Dream come true for Barnes

PADDY BARNES bridged a 19-year gap in Irish boxing by claiming the gold medal in the light flyweight division, Kilkenny’s Darren O’Neill added silver from Saturday’s middleweight final and three other boxers chipped in with bronze to create Irish boxing history at the European championships in Moscow.

Dream come true for Barnes

Barnes led a parade of Irish boxers on to the podium throughout an astonishing afternoon – only the host nation, Russia, bettered the medal haul – and, for the first time since 1991 when Paul Griffin won featherweight gold, Amhrán na bhFiann, was played at the European championships.

Fittingly it was Barnes, who famously declared bronze medals were only for losers after he was beaten 15-0 by the best pound-for-pound boxer in the world at the time, Shiming Zou, in Beijing, who claimed Ireland’s sixth gold medal at this level.

And he did it with a controlled performance against up-and-coming Azerbaijani, Elvin Mamishade.

The solitary point on the screen at the end of the first round, however, did not do justice to the punches thrown by the 23 year old Olympic bronze medallist from Belfast, but he remained ice cool, added two more in the third and shared the last round 1-1 – Mamishade’s point coming in the dying seconds – for a memorable victory.

“I’m a European champion and that’s something I have dreamed about all my life,” Barnes said. “I’m a champion. I trained really hard for this over the past few weeks and I am so happy it worked out so well.

“I had sparred the guy in the Ukraine but you don’t learn everything from a spar. He was not putting it all in and neither was I.

“I watched him in his other fights, he would get points and move a way. Today I would close him down and catch him. I could tell in the last round he was not really attacking and I was catching him with the shots.”

Darren O’Neill was a point behind, 2-1, after the first round of the middleweight final but one would have to wonder where the punches were coming from when the hometown favourite, Artem Chebotarev, began to stack up the points midway through the second.

O’Neill, who might be winning All-Ireland hurling medals for Kilkenny if he had not made boxing his No 1 sport, held his own and actually tied the fight 4-4 midway through the round before the Russian pulled away to win the round 6-3.

There might have been some dubious scores in the third – the Russian got two points from one punch at one point – but Chebotarev was brilliant when he turned on the style and if the 16-7 verdict was a bit far fetched, there was no doubting the Russian’s class.

“Silver is great and I know I will appreciate it more when I get back home but right now it is heartbreaking because I went in there today to win the gold,” the Paulstown southpaw said.

“It did not work out. It was always going to be difficult because he was a hometown favourite and maybe there were one or two dodgy scores. But, look, I was beaten on the day.”
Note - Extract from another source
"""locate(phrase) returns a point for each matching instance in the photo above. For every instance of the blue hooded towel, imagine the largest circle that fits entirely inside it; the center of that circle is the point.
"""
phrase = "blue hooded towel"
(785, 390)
“The atmosphere was something else in there. Unfortunately the Russian atmosphere drove him on. I have no complaints about my own performance because I gave it all I could on the day. I will go away after this, I’ll refocus and I’ll be back again.”

Billy Walsh, who was captain of the Irish team when Paul Griffin won Ireland’s last European gold medal in Gothenburg in 1991, was full of praise for the whole team’s performance.

“You could not ask any more from Darren (O’Neill), he said. “He gave it everything he had. The scores did not really reflect the true nature of the fight.

“Earlier in the week we saw Darren win what was the best fight of this tournament and obviously this was the best fight of the day. It was and outstanding battle and I thought it was way closer than the margin would suggest. But you are fighting a hometown boy in his hometown so you can’t ask for any more.

“We always ask our boxers to leave everything in the ring and, my God, this Kilkenny man left it all there today.

“Tactically, Paddy Barnes was superb today. We always analyse our opponents and we did it here and then Paddy stuck to the game plan to the letter. He was absolutely brilliant, totally in control and did not give away a score until the end when he was well ahead. It was a fantastic achievement.”